Mark was anxious to attend the Grammar School with Cass; but Mrs.
Lidderdale's dread nowadays was that her son would acquire a West
country burr, and it was considered more prudent, economically and
otherwise, to let him go on learning with his grandfather and herself.
Mark missed Cass when he went to school in Rosemarket, because there was
no such thing as playing truant there, and it was so far away that Cass
did not come home for the midday meal.
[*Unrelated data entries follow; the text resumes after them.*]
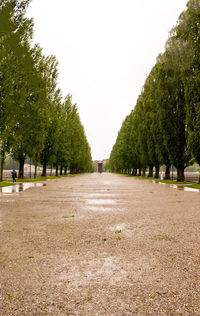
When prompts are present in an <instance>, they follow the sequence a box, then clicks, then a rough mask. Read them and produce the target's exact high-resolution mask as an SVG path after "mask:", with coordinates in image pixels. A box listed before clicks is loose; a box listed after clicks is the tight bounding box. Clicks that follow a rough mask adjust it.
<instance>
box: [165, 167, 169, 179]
mask: <svg viewBox="0 0 200 316" xmlns="http://www.w3.org/2000/svg"><path fill="white" fill-rule="evenodd" d="M165 179H166V180H170V165H166V169H165Z"/></svg>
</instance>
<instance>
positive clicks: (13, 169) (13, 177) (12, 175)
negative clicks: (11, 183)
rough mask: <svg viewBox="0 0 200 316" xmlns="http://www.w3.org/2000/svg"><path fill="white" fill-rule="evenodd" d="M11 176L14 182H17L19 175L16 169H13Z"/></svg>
mask: <svg viewBox="0 0 200 316" xmlns="http://www.w3.org/2000/svg"><path fill="white" fill-rule="evenodd" d="M11 176H12V179H13V182H16V176H17V173H16V171H15V169H13V171H12V172H11Z"/></svg>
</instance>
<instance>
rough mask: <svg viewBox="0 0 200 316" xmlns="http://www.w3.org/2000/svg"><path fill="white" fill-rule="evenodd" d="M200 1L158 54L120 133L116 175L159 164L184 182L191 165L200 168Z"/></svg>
mask: <svg viewBox="0 0 200 316" xmlns="http://www.w3.org/2000/svg"><path fill="white" fill-rule="evenodd" d="M199 34H200V2H199V1H198V0H190V1H189V2H188V4H187V10H186V11H185V12H183V13H182V14H181V15H180V17H179V21H178V23H177V26H176V27H175V28H173V29H172V31H171V34H170V37H169V39H168V41H167V43H166V50H165V52H164V54H162V55H159V56H158V58H157V62H156V64H155V66H154V67H153V68H152V70H151V72H150V74H149V76H148V77H147V79H146V81H145V84H144V86H143V89H142V92H141V95H140V96H139V97H138V100H137V103H136V106H135V108H134V110H133V111H132V112H131V114H130V115H128V116H127V117H126V119H125V121H124V122H123V124H122V127H121V129H120V131H119V133H118V137H117V139H116V143H115V145H114V146H113V149H112V151H111V155H110V168H111V170H112V171H114V172H126V173H127V172H128V173H131V172H132V173H133V174H134V175H136V174H137V170H139V174H141V169H142V170H143V171H145V170H146V169H147V168H148V169H149V176H152V175H153V173H152V171H153V167H155V170H156V175H155V176H156V177H157V176H158V173H159V167H160V165H163V164H164V165H165V166H166V174H165V177H166V178H169V170H170V165H171V164H172V165H174V166H175V167H176V169H177V174H178V176H177V179H178V180H179V181H182V180H184V170H185V168H186V167H187V166H189V165H190V164H192V163H194V160H196V162H197V163H200V94H199V86H200V70H199V69H200V54H199V51H200V36H199Z"/></svg>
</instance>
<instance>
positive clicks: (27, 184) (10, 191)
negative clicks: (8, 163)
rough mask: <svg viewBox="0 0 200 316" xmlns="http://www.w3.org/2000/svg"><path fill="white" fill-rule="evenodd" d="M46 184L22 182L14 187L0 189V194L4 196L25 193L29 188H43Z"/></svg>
mask: <svg viewBox="0 0 200 316" xmlns="http://www.w3.org/2000/svg"><path fill="white" fill-rule="evenodd" d="M45 185H46V184H44V183H33V182H30V183H29V182H23V183H19V184H16V185H10V186H7V187H2V188H0V192H2V193H5V194H11V193H18V192H22V191H25V190H27V189H29V188H33V187H43V186H45Z"/></svg>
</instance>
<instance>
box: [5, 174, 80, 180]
mask: <svg viewBox="0 0 200 316" xmlns="http://www.w3.org/2000/svg"><path fill="white" fill-rule="evenodd" d="M72 176H74V175H72V174H67V175H62V176H60V175H59V176H47V177H42V176H38V177H36V178H24V179H19V178H18V179H16V181H17V182H35V181H45V180H47V179H58V178H64V177H72ZM10 181H11V180H10Z"/></svg>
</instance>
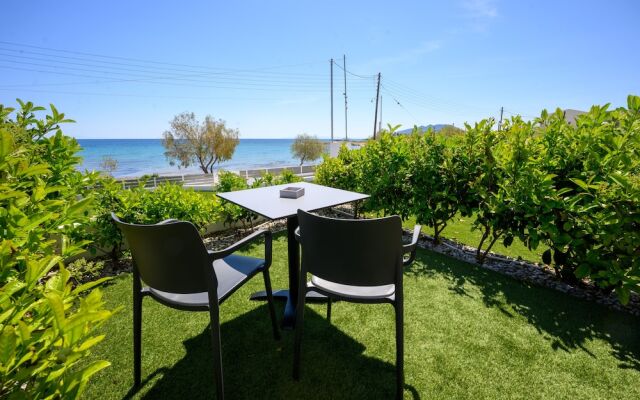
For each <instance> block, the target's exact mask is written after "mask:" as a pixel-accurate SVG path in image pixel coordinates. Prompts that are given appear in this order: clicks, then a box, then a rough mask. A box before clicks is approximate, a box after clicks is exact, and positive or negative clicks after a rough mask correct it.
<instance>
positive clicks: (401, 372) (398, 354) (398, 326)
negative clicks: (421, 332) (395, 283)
mask: <svg viewBox="0 0 640 400" xmlns="http://www.w3.org/2000/svg"><path fill="white" fill-rule="evenodd" d="M395 311H396V399H397V400H402V397H403V391H404V307H403V304H402V300H400V301H398V302H396V303H395Z"/></svg>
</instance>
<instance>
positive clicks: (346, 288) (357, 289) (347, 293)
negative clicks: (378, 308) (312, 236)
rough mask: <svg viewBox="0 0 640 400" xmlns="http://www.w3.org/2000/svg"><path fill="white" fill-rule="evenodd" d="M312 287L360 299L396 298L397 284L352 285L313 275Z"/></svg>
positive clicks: (343, 296)
mask: <svg viewBox="0 0 640 400" xmlns="http://www.w3.org/2000/svg"><path fill="white" fill-rule="evenodd" d="M307 286H309V287H310V288H312V287H315V288H318V289H320V290H324V291H325V292H327V293H330V294H334V295H336V296H340V297H347V298H353V299H360V300H377V299H380V300H382V299H385V300H391V301H393V300H394V294H395V291H396V285H394V284H390V285H382V286H352V285H343V284H340V283H336V282H331V281H328V280H326V279H322V278H318V277H317V276H315V275H313V276H312V277H311V282H309V283H307Z"/></svg>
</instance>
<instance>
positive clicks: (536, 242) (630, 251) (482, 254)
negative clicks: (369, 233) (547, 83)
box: [316, 96, 640, 302]
mask: <svg viewBox="0 0 640 400" xmlns="http://www.w3.org/2000/svg"><path fill="white" fill-rule="evenodd" d="M465 128H466V129H465V132H464V134H462V135H455V136H451V137H442V136H440V135H437V134H435V133H434V132H433V131H431V132H427V133H426V134H420V133H418V132H417V130H415V131H414V133H413V134H411V135H407V136H396V135H394V134H393V133H394V132H393V129H390V130H389V131H387V132H386V133H384V134H383V135H381V137H380V139H379V140H376V141H370V142H368V143H367V145H366V146H364V147H363V148H362V149H359V150H351V151H350V150H347V149H346V148H343V149H341V151H340V152H339V154H338V156H337V157H336V158H325V160H324V162H323V164H322V165H320V166H319V167H318V169H317V171H316V180H317V182H318V183H320V184H324V185H328V186H333V187H338V188H342V189H347V190H357V191H361V192H364V193H368V194H370V195H371V199H370V200H369V201H367V202H366V204H365V205H364V207H365V209H367V210H369V211H373V212H377V213H381V214H385V215H387V214H397V215H400V216H401V217H402V218H407V217H409V216H411V215H413V216H415V217H416V219H417V221H418V222H419V223H422V224H425V225H428V226H430V227H432V228H433V229H434V236H435V238H436V240H438V238H439V235H440V232H441V231H442V229H444V227H445V226H446V224H447V222H448V221H450V220H451V219H452V218H453V217H454V216H455V215H456V214H458V213H460V214H462V215H464V216H471V215H474V216H475V220H474V227H475V228H476V229H479V230H480V232H481V233H482V236H481V241H480V242H479V243H478V246H477V248H478V251H477V258H478V261H480V262H483V261H484V259H485V257H486V255H487V253H488V252H489V251H490V250H491V248H492V246H493V245H494V244H495V243H496V242H497V241H502V242H503V244H504V245H505V246H509V245H511V243H512V242H513V240H514V239H515V238H518V239H519V240H521V241H522V242H523V243H525V244H526V245H527V246H528V247H529V248H531V249H535V248H537V247H538V246H539V245H540V244H541V243H544V244H546V245H547V246H548V247H549V248H550V250H548V251H546V252H545V253H544V254H543V261H544V262H545V263H548V264H551V265H553V267H554V268H555V269H556V271H557V272H558V274H559V276H561V277H562V279H563V280H565V281H568V282H571V283H576V282H577V281H578V280H579V279H582V278H588V279H589V280H591V281H592V282H594V283H595V284H597V285H598V286H600V287H601V288H603V289H604V290H615V291H616V292H617V294H618V296H619V298H620V300H621V301H622V302H627V301H628V296H629V292H630V291H631V290H634V291H639V289H640V261H639V260H640V258H639V257H638V256H639V254H640V230H639V228H640V178H639V176H640V175H639V172H640V154H639V153H640V97H638V96H629V97H628V101H627V107H626V108H618V109H615V110H610V109H609V106H608V105H605V106H594V107H592V109H591V110H590V112H588V113H587V114H584V115H581V116H579V117H578V119H577V121H576V123H575V124H569V123H568V122H567V121H565V119H564V116H563V113H562V111H561V110H557V111H556V112H555V113H551V114H550V113H547V112H546V111H543V112H542V113H541V115H540V117H539V118H537V119H536V120H535V121H531V122H526V121H523V120H522V119H521V118H520V117H514V118H512V119H511V120H509V121H507V122H506V123H505V124H504V129H502V130H501V131H497V130H496V129H495V124H494V121H493V120H483V121H480V122H478V123H476V124H474V125H473V126H471V125H466V126H465Z"/></svg>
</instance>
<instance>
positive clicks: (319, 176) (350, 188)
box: [315, 144, 363, 192]
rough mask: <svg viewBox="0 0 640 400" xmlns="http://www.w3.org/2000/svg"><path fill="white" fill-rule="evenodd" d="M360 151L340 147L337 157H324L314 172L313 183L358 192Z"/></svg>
mask: <svg viewBox="0 0 640 400" xmlns="http://www.w3.org/2000/svg"><path fill="white" fill-rule="evenodd" d="M362 157H363V151H362V149H354V150H349V149H348V148H347V146H346V145H345V144H343V145H342V146H340V150H339V151H338V156H337V157H335V158H334V157H329V156H326V155H325V157H324V160H323V162H322V164H320V165H318V167H317V168H316V171H315V181H316V182H317V183H318V184H320V185H325V186H330V187H335V188H338V189H343V190H350V191H356V192H357V191H360V190H361V189H360V180H361V174H362V172H363V171H362V167H361V165H360V160H361V159H362Z"/></svg>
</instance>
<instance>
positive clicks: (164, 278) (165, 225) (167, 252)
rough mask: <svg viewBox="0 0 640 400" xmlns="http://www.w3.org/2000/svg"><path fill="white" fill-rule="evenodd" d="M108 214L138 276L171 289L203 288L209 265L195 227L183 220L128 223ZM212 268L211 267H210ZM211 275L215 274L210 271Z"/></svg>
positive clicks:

But in summertime, Mark used to
wait for him outside the town, where a lane branched from the main road
into the unfrequented country behind the Rose Pool and took them the
longest way home along the banks on the Nancepean side, which were low
and rushy unlike those on the Rosemarket side, which were steep and
densely wooded. The great water, though usually described as
heart-shaped, was really more like a pair of Gothic arches, the green
cusp between which was crowned by a lonely farmhouse, El Dorado of Mark
and his friend, and the base of which was the bar of shingle that kept
out the sea. There was much to beguile the boys on the way home, whether
it was the sight of strange wildfowl among the reeds, or the exploration
of a ruined cottage set in an ancient cherry-orchard, or the sailing of
paper boats, or even the mere delight of lying on the grass and
listening above the murmur of insects to the water nagging at the sedge.